Monday, February 17, 2014

OLYMPICS, DAY 10: The Worst Judge Ever

In any judge-based sport in the Olympics, sooner or later there will be a dispute regarding what the judge thought of some performance or other, especially if the difference between what they thought and the athlete thought would cause a difference in medal positions. Figure skating and gymnastics can consider themselves lucky if they can get through an Olympics without a huge argument on their hands from somebody who felt they got slighted, especially if they share a nationality with whoever it was that benefited from the decision.

But these usually tend to be over often technical matters that the average person needs explained to them. An incorrectly-recorded starting value, a particular element of the routine that may not have been taken into account, the average score of the judges not being calculated correctly, something like that. You ever see an instance in a baseball or football broadcast, where people are assumed to be generally up on the rules, and then some rather obscure rule comes into play and the commentators have to stop and explain what exactly this rule is that's being invoked? That's pretty much all the time in not just a gymnastics or figure skating broadcast, but really any Olympic sport that isn't immediately familiar to the local audience. How many times have you gone over the basic rules of curling with someone online so far, or had them explained to you by what is inevitably a Canadian or a Scot?

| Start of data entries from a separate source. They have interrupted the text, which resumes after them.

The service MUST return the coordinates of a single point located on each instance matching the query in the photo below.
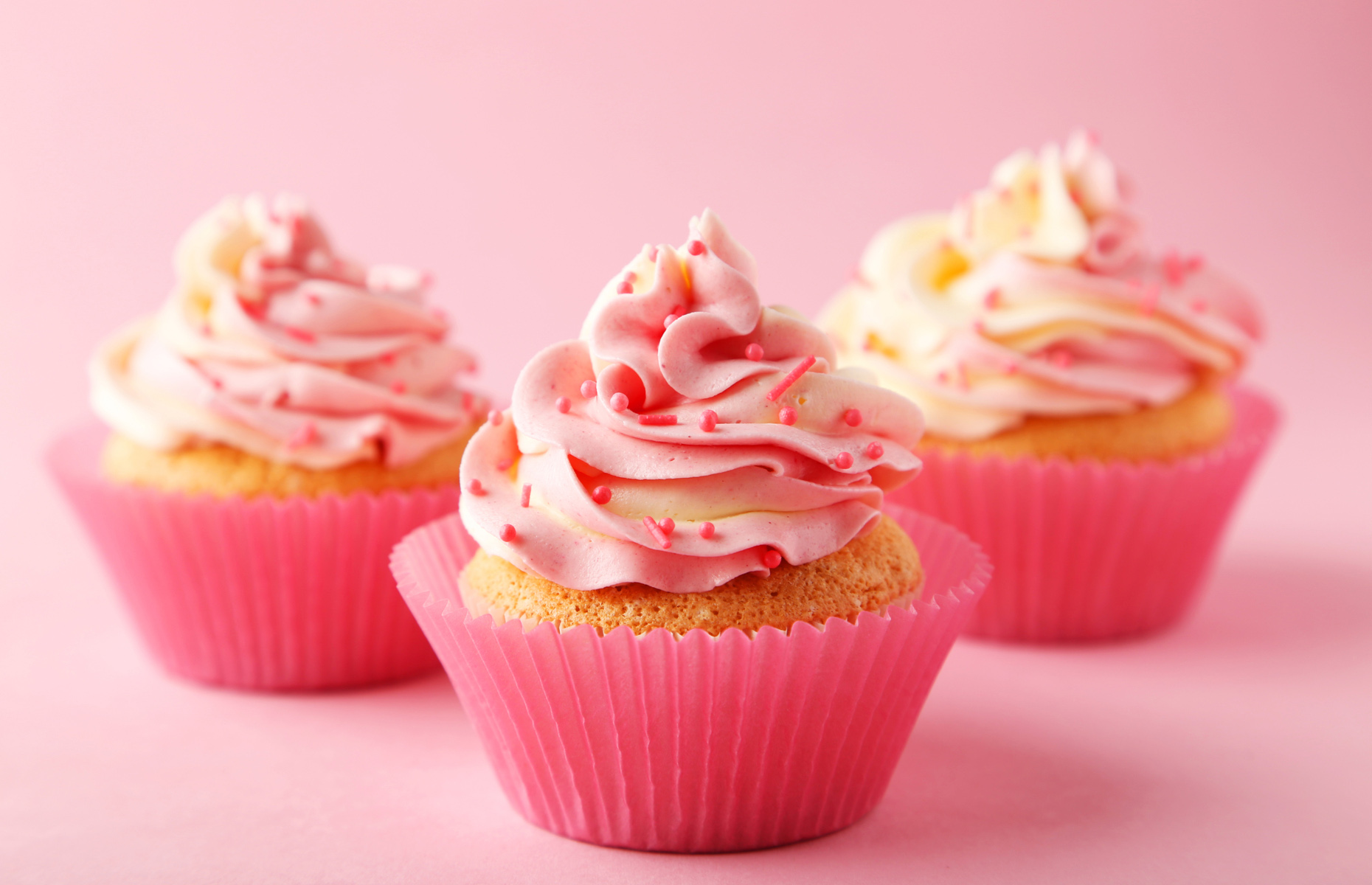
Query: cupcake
(1083, 420)
(276, 427)
(685, 622)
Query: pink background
(522, 153)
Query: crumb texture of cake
(869, 574)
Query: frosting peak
(690, 435)
(276, 344)
(1036, 295)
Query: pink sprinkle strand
(791, 378)
(656, 531)
(302, 437)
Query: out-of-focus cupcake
(1078, 387)
(277, 426)
(689, 626)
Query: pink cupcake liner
(261, 593)
(1088, 550)
(696, 743)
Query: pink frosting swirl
(690, 437)
(276, 344)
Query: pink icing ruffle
(695, 744)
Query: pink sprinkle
(1148, 301)
(659, 535)
(302, 437)
(791, 378)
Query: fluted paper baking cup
(696, 743)
(263, 593)
(1088, 550)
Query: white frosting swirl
(274, 344)
(1036, 296)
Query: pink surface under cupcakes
(695, 453)
(280, 423)
(1084, 423)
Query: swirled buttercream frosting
(1036, 296)
(689, 437)
(276, 344)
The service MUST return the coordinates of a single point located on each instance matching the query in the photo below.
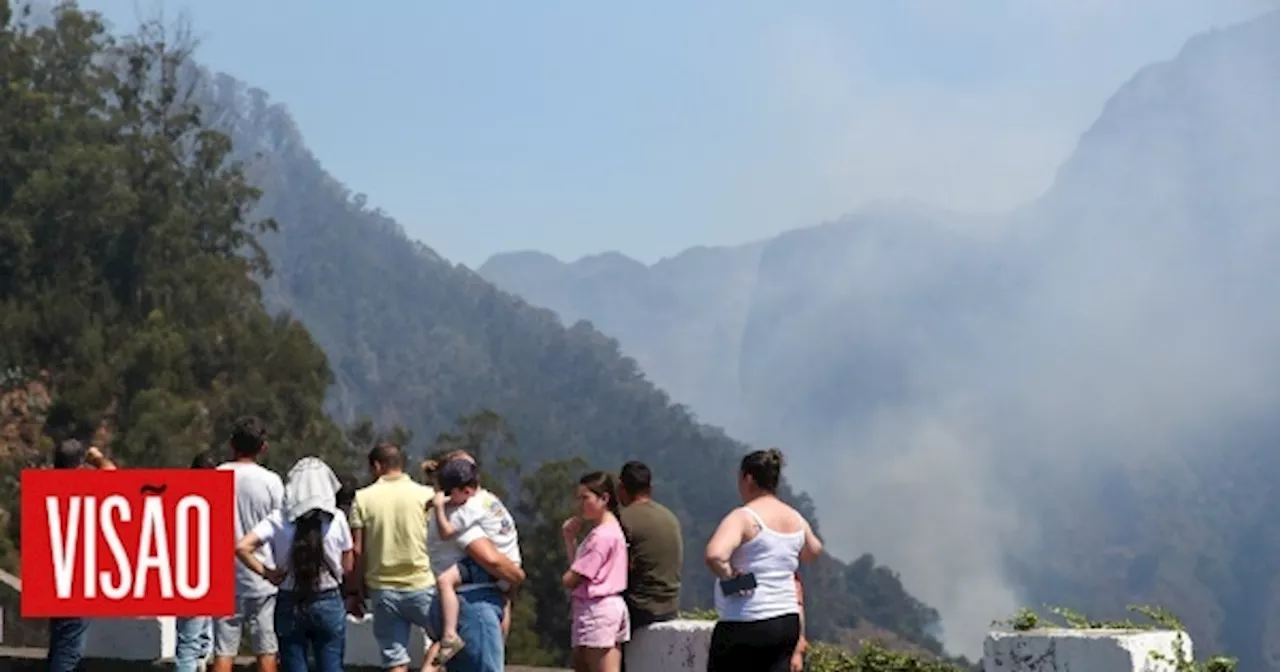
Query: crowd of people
(443, 556)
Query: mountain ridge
(1102, 333)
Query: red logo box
(128, 543)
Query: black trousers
(754, 645)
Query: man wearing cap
(475, 552)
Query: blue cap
(457, 474)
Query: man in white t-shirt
(480, 517)
(259, 493)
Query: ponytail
(306, 554)
(604, 484)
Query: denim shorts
(256, 613)
(480, 626)
(396, 612)
(471, 572)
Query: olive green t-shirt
(657, 553)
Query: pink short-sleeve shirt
(602, 562)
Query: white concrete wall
(670, 647)
(131, 639)
(155, 639)
(1096, 650)
(682, 647)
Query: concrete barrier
(155, 639)
(1096, 650)
(131, 639)
(670, 647)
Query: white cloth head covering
(311, 485)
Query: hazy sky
(579, 127)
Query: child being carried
(462, 508)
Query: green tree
(128, 256)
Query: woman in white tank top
(759, 630)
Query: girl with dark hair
(598, 576)
(312, 549)
(755, 553)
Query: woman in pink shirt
(598, 577)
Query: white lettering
(154, 551)
(73, 544)
(63, 547)
(90, 547)
(186, 506)
(113, 543)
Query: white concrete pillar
(671, 647)
(1095, 650)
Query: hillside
(416, 341)
(1078, 393)
(129, 243)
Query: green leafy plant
(872, 658)
(699, 615)
(1152, 618)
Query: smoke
(1132, 324)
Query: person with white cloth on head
(312, 549)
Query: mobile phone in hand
(739, 584)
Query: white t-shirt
(483, 516)
(259, 493)
(278, 534)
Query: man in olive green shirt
(656, 549)
(388, 529)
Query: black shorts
(754, 645)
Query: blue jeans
(480, 626)
(319, 625)
(65, 643)
(394, 615)
(195, 641)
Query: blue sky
(577, 127)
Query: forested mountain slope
(416, 341)
(1079, 396)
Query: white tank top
(773, 557)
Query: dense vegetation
(1078, 392)
(132, 251)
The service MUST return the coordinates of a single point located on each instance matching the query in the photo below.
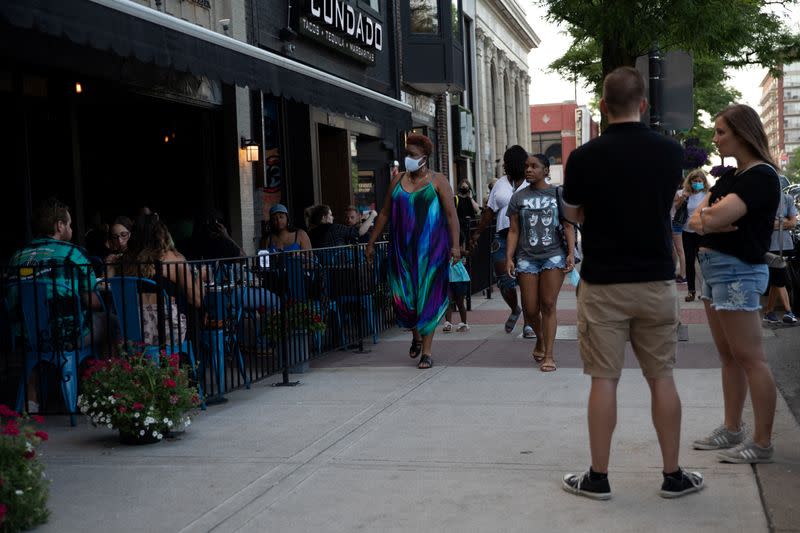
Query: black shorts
(777, 277)
(459, 289)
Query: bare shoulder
(440, 181)
(173, 255)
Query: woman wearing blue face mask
(423, 244)
(695, 187)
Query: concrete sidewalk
(479, 443)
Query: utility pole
(655, 81)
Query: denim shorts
(504, 281)
(535, 267)
(499, 248)
(730, 284)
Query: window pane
(456, 21)
(424, 16)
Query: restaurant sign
(339, 25)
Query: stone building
(503, 41)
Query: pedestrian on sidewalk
(781, 243)
(514, 164)
(422, 245)
(679, 216)
(735, 223)
(540, 250)
(695, 188)
(628, 288)
(458, 291)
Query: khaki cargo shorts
(608, 315)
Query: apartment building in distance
(780, 112)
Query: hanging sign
(347, 29)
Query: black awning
(132, 31)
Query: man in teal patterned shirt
(66, 269)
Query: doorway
(335, 168)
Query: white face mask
(412, 165)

That said, the worst judge of all time does not need any technical talk to claim the prize. The judge, who goes unnamed by history, presided over gymnastics in London 1948. As you know, at that time scores were judged on a 10-point scale, with Nadia Comaneci making history in Montreal 1976 by being the first person to max out.

She didn't set the record for highest score from a judge, though. Because an unnamed female Czechoslovakian gymnast in London beat her by 28 years, when the Worst Judge Ever gave her... a 13.1.

Out of 10.

If it helps narrow it down as to who it might be, Zdenka Honsova ranked first overall in the individual standings, though there was only a team event for women that year. She also ranked first in the balance beam and the rings (they just competed in those and the side horse, which none of the Czech women scored all that great on, though Honsova was the strongest there too). A score that high would surely have bumped someone up, and she's the highest up, so she's the most likely. But that's pure speculation and guesswork.

Whatever your beef with the judge, if they stay within the scale provided to them, that's at least a start.